The OCHS is an academy dedicated to preserving India’s cultural heritage and promoting a better understanding of it through a comprehensive programme of education, publishing, and research. It brings together lecturers, scholars, and students, involving them in teaching, research, conferences, and publishing. It also links them with Oxford University’s art collections, archives, and libraries, which remains the largest collection of Sanskrit manuscripts outside of India.
Present at the meeting were, Professor Gavin Flood, Academic Director at OCHS, Research Fellows Dr Jessica Frazier and Dr Bjarne Wernicke-Olesen, together with Dr Rembert Lutjeharms, Librarian, and Shaunaka Rishi Das, Founder/Director of the OCHS, and Oxford University’s first Hindu Chaplain.

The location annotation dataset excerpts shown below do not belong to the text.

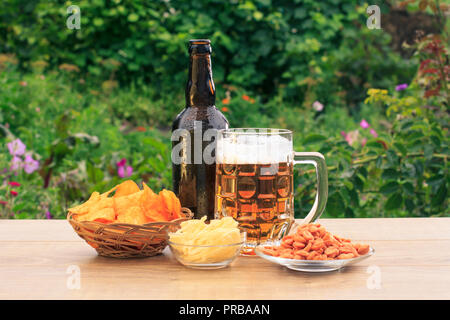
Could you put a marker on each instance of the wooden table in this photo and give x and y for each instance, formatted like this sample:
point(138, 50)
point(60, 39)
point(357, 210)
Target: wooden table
point(412, 261)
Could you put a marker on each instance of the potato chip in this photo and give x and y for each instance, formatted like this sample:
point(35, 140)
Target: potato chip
point(84, 208)
point(106, 215)
point(129, 205)
point(176, 206)
point(126, 188)
point(133, 215)
point(121, 204)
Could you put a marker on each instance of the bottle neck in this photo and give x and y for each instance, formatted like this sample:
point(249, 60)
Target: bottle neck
point(200, 90)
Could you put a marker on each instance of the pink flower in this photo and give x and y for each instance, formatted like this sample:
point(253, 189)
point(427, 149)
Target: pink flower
point(16, 163)
point(364, 124)
point(373, 132)
point(401, 87)
point(123, 170)
point(317, 106)
point(122, 162)
point(363, 141)
point(352, 137)
point(30, 165)
point(16, 147)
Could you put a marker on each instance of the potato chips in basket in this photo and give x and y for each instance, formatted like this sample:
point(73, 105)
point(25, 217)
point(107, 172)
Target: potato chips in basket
point(129, 223)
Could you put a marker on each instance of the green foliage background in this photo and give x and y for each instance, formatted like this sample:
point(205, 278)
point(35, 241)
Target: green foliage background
point(81, 100)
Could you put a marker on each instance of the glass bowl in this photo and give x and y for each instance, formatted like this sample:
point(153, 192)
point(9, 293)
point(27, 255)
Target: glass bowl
point(309, 265)
point(206, 256)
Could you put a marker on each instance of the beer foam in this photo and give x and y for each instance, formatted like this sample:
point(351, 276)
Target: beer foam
point(254, 149)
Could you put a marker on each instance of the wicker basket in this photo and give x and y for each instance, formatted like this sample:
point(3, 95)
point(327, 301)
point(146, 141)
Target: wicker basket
point(121, 240)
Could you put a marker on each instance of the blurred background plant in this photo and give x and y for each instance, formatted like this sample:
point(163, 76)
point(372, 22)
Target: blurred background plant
point(94, 106)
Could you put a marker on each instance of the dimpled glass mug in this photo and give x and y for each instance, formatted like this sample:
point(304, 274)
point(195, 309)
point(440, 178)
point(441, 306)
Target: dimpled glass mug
point(255, 184)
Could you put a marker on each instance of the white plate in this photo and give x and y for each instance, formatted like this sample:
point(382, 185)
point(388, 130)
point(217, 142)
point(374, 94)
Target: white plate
point(309, 265)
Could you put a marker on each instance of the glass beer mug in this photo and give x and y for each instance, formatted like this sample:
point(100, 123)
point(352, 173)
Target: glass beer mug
point(255, 184)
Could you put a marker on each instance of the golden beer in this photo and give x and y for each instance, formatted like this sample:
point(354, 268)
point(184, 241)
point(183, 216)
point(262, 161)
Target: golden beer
point(254, 182)
point(258, 196)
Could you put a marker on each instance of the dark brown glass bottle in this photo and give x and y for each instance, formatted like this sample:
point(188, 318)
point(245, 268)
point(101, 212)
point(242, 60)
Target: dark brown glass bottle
point(194, 175)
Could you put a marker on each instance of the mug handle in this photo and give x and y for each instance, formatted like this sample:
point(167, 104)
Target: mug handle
point(318, 160)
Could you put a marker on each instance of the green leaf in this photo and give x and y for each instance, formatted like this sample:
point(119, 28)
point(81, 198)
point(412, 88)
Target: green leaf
point(390, 174)
point(401, 148)
point(389, 187)
point(395, 201)
point(408, 188)
point(313, 138)
point(335, 205)
point(440, 195)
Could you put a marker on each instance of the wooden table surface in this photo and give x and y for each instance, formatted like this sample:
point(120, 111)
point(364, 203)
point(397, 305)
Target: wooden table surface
point(412, 261)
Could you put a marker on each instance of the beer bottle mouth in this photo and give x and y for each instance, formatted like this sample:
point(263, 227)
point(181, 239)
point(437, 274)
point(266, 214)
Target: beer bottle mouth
point(199, 46)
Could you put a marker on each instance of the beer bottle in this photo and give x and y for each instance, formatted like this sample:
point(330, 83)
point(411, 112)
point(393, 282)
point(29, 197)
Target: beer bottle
point(193, 133)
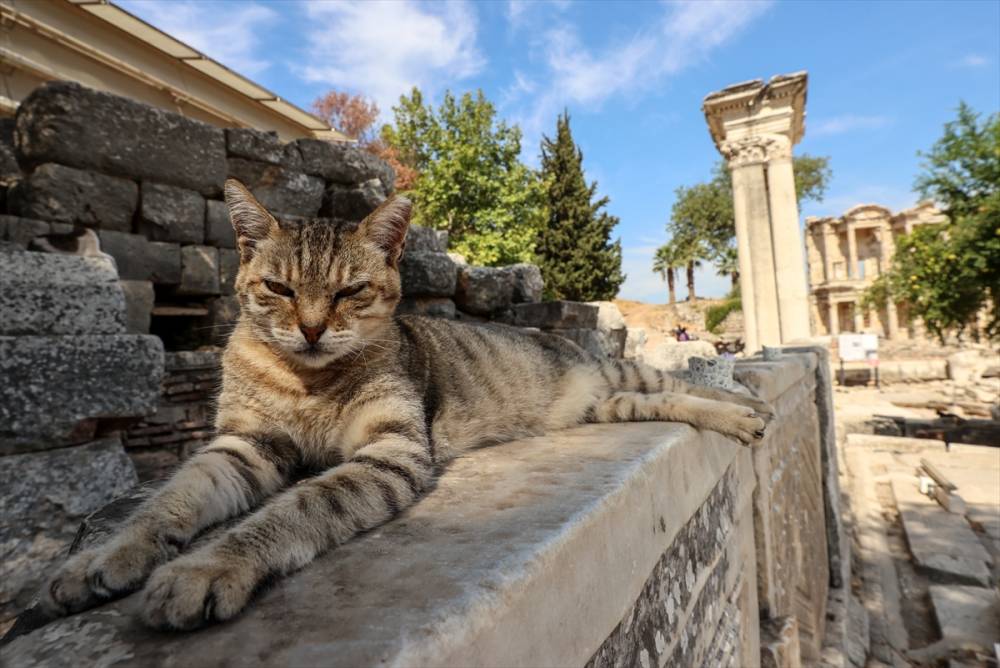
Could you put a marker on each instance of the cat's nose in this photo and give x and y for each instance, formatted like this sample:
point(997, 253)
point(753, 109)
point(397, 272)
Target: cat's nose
point(312, 334)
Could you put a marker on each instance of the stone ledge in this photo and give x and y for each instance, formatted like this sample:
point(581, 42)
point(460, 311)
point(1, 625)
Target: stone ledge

The team was interested in helping get the word out about MIRI’s mission of manuscript preservation through digitization, and about MIRI’s future plans to translate key texts from its digital library. MIRI believes that true preservation depends on high quality, accessible translations that can get the content of the original texts into a broader academic and philosophical discourse with scholars who are not trained in Sanskrit, as well as the general public.
Further meetings and the prospect of future collaborations with the OCHS in translation projects were also discussed.